Introduction and Objectives
The term lymphocele denotes a limited collection of serous liquid in the wound after kidney transplantation. Lymph flows into the operation wound from the damaged lymphatic vessels in the vicinity of the iliac veins of the recipient or from the lymphatic vessels in the hilum of the kidney damaged during its removal from a cadaveric or living donor. The family of lymphoceles includes also persisting lymph flow through a drain placed in the wound after kidney transplantation. Symptomatology of the lymphocele depends on its size and location. Small asymptomatic lymphoceles predominate that are found accidentally during a post-surgery follow-up of the patient. Large lymphoceles squeeze and compress the ureter of the transplanted kidney hereby impeding the drainage, which eventually impairs the function of the transplanted kidney. The pressure of the lymphocele on the venous drainage in the small pelvis of the recipient brings about an oedema of the ipsilateral lower limb or of the genitalia. Sovereign diagnostic methods include USG and CT. Resolution between an urinoma and lymphocele is based on biochemical examination of the content of the lymphocele. The treatment of lymphocele consists in percutaneous or laparoscopic drainage, or in open marsupialization of the lymphocele into the peritoneal cavity. Very rarely can one identify the vessel from which lymph is flowing out and to handle it surgically. Small asymptomatic lymphoceles do not require active treatment.
Material and Methods
Between 2007 and 2009, 131 kidneys have been transplanted to 72 men and 59 women. 125 kidneys have been removed from cadaveric, 6 kidneys from living donors. In 17 patients (12.9%) we have found symptomatic lymphoceles. The lymphocele was observed more often in women (10/59 = 16.9%) than in men (7/72 = 9.7%) and was diagnosed on the average 12.4 days (from 7 to 20 days) after surgery. In 14 patients, the dominant symptom of the lymphocele was impaired function of the transplanted kidney with ureterohydronephrosis. In 3 patients the lymphocele caused oedema of the lower limb.
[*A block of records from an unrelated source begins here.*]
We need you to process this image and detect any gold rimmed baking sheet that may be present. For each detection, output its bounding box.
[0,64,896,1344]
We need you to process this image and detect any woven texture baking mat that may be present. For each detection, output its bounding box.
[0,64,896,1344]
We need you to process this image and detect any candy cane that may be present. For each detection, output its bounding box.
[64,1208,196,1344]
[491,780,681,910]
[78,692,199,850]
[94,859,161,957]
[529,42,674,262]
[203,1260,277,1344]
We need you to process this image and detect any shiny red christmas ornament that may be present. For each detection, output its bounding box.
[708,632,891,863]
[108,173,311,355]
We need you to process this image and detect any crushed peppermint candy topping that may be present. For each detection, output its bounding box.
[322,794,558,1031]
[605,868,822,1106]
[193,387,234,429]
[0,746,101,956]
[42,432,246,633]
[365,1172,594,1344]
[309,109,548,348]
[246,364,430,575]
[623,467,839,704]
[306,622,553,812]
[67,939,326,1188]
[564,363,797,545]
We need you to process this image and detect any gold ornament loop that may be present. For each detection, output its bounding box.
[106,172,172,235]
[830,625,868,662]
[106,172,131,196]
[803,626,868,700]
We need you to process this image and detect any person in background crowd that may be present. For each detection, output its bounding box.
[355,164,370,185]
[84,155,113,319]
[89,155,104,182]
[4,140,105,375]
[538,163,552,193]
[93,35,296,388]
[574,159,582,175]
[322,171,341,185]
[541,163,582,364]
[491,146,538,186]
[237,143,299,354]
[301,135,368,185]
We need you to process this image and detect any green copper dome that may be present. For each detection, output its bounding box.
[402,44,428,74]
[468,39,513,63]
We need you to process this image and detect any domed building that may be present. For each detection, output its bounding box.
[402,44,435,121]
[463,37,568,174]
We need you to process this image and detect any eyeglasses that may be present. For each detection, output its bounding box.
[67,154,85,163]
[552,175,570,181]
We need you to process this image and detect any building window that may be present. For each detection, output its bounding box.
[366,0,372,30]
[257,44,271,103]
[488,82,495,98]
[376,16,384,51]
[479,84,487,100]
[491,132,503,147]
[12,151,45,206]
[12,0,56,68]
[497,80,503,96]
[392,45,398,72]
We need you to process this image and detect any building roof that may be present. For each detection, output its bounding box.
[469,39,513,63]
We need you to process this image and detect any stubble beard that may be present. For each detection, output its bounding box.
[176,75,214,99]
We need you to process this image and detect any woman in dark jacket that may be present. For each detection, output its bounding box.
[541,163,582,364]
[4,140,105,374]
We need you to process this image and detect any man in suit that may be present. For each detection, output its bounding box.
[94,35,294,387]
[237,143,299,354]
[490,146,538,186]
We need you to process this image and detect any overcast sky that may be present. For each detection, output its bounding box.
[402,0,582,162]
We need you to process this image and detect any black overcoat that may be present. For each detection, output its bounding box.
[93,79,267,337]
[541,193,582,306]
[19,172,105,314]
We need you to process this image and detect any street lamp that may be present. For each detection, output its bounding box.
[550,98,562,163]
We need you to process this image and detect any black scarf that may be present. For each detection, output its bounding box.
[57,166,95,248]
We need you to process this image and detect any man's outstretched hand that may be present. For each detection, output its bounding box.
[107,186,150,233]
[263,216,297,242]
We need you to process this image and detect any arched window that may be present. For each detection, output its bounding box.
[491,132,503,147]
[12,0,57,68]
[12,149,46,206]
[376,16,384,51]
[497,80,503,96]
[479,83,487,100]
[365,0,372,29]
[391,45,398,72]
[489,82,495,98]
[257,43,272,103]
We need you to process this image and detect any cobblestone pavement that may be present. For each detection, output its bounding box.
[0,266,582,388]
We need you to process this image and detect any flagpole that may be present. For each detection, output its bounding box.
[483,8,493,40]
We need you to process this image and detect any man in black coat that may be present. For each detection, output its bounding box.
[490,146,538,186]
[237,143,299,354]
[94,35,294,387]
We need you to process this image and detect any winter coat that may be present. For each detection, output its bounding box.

In 2 patients, lymphocele resorbed spontaneously. 9 lymphoceles were drained by a percutaneously inserted punction drain (in one case the ureter of the transplanted kidney was hereby injured). The six largest lymphocelas were marsupialized into the peritoneal cavity. Three operations were performed laparoscopically, three operations by open surgery.
Active treatment of the lymphocele consists of its drainage. In the treatment of largest lymphoceles, the open surgical approach proved to be good by lower midline laparotomy. In this way one can avoid the transplanted kidney while identifying the extent of the lymphocela and performing targeted marsupialization, possibly also inserting a lappet of the omentum into the cavity of the lymphocele. All lymphoceles have been treated successfully, not even one transplanted kidney has been lost.